Jane (Lin) is a professionally troubled barrister relocating to Canada and leaving behind her faithful assistant May (Pauline Wong). Bitter at being passed over, May has started secretly blackmailing her boss and arranges for her best friend Queenie (Joey Wong) to steal $1m from Jane’s house to pay off the loan shark of Queenie’s reprobate twin sister Cat (also Wong).
Inevitably, the deception spirals into violence and murder, with Jane, May, Queenie and Cat locked into a deadly game of wits in Jane’s large, isolated mansion.
‘Web of Deception’ is a finely tuned, well-designed engine of tension, drawing from such classics as ‘Vertigo’, ‘Les Diaboliques’, ‘The Shining’ and ‘Halloween’, and even borrowing John Williams’ ‘Jaws’ theme to further up the tension!

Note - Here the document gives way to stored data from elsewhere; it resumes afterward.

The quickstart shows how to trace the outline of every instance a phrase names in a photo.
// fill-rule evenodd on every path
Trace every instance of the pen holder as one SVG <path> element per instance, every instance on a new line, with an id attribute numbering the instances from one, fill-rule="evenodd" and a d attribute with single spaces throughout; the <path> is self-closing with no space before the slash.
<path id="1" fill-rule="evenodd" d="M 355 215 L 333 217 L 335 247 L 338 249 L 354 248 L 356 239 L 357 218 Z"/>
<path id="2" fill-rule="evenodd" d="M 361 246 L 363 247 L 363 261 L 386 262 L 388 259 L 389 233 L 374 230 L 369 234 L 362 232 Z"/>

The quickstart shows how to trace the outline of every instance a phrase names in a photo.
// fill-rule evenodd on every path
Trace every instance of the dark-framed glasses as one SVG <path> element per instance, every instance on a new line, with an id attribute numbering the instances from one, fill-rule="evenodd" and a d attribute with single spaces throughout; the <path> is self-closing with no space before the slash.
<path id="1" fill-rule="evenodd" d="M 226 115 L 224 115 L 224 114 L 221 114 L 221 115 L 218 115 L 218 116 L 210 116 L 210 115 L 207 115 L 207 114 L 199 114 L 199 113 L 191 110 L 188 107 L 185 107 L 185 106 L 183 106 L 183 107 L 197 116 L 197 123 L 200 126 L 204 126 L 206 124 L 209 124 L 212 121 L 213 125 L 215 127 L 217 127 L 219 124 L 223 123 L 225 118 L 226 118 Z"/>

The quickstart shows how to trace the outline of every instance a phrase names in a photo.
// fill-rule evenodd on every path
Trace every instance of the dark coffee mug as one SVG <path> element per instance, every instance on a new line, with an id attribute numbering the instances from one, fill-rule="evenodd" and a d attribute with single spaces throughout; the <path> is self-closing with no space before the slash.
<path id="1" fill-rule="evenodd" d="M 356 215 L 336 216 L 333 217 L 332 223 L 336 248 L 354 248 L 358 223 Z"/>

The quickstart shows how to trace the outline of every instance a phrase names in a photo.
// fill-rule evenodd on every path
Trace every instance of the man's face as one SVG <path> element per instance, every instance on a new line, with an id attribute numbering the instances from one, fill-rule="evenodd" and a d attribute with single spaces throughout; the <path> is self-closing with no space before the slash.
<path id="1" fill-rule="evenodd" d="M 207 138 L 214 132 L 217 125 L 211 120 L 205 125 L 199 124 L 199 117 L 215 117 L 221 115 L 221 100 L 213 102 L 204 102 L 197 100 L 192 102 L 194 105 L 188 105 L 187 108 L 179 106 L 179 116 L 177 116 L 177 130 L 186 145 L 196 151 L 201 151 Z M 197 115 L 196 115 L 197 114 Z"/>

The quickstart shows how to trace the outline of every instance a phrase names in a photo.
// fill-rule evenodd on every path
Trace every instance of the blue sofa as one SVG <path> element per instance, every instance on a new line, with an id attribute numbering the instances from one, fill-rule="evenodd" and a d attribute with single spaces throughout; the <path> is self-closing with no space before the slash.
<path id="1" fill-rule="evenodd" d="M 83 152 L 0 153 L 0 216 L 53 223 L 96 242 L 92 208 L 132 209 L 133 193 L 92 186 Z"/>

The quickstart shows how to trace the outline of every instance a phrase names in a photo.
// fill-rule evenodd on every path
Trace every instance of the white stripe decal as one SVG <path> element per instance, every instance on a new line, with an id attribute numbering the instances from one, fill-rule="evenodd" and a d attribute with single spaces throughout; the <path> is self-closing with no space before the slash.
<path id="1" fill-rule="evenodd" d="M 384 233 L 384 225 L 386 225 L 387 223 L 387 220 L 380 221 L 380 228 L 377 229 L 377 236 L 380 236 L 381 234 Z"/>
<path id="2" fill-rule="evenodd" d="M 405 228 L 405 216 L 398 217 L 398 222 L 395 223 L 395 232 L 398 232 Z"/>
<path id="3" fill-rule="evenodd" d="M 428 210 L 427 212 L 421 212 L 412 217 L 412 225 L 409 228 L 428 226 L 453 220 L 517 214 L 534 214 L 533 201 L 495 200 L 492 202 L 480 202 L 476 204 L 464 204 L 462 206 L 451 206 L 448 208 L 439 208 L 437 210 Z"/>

Underrated director David Chung employs a fluid steadicam to prowl the confines of Jane’s house, as the characters attempt to outfox each other to stay alive. As John Carpenter did with ‘Halloween’, Chung uses expert compositions and the edges of the frame to reveal incriminating evidence or hidden characters. Contrivances abound and Lui Fa’s script does not withstand scrutiny, but Chung’s direction tightens the screws with vital information and a troublesome corpse tantalizingly hidden from other characters then revealed with unexpected abruptness.
Lin is physically restrained here but expertly conveys the shock and terror of betrayal and Wong has a ball playing both the saintly Queenie and the deadly Cat, while a cameoing Elizabeth Lee is the subject of Jane’s own blackmail attempts. But, true honours go to Pauline Wong whose nuanced performance drives the plot and emotion of ‘Web of Deception’. Unfortunately, she is omitted from the climax, a pedestrian battle between Lin and Joey Wong in a runaway car.
The true set piece is an earlier dinner scene, with Cat, Jane and May avoiding eating the potentially poisoned feast while maintaining a veneer of normalcy. A fine staged scene of darkly comic paranoia, it best illustrates the film’s strengths.
A great slice of suspense with three great turns from three female greats, it is a shame ‘Web of Deception’ appears to be David Chung’s final film to date. With this, ‘Magnificent Warriors’ and ‘Royal Warriors’ he was emerging into a director of considerable talent.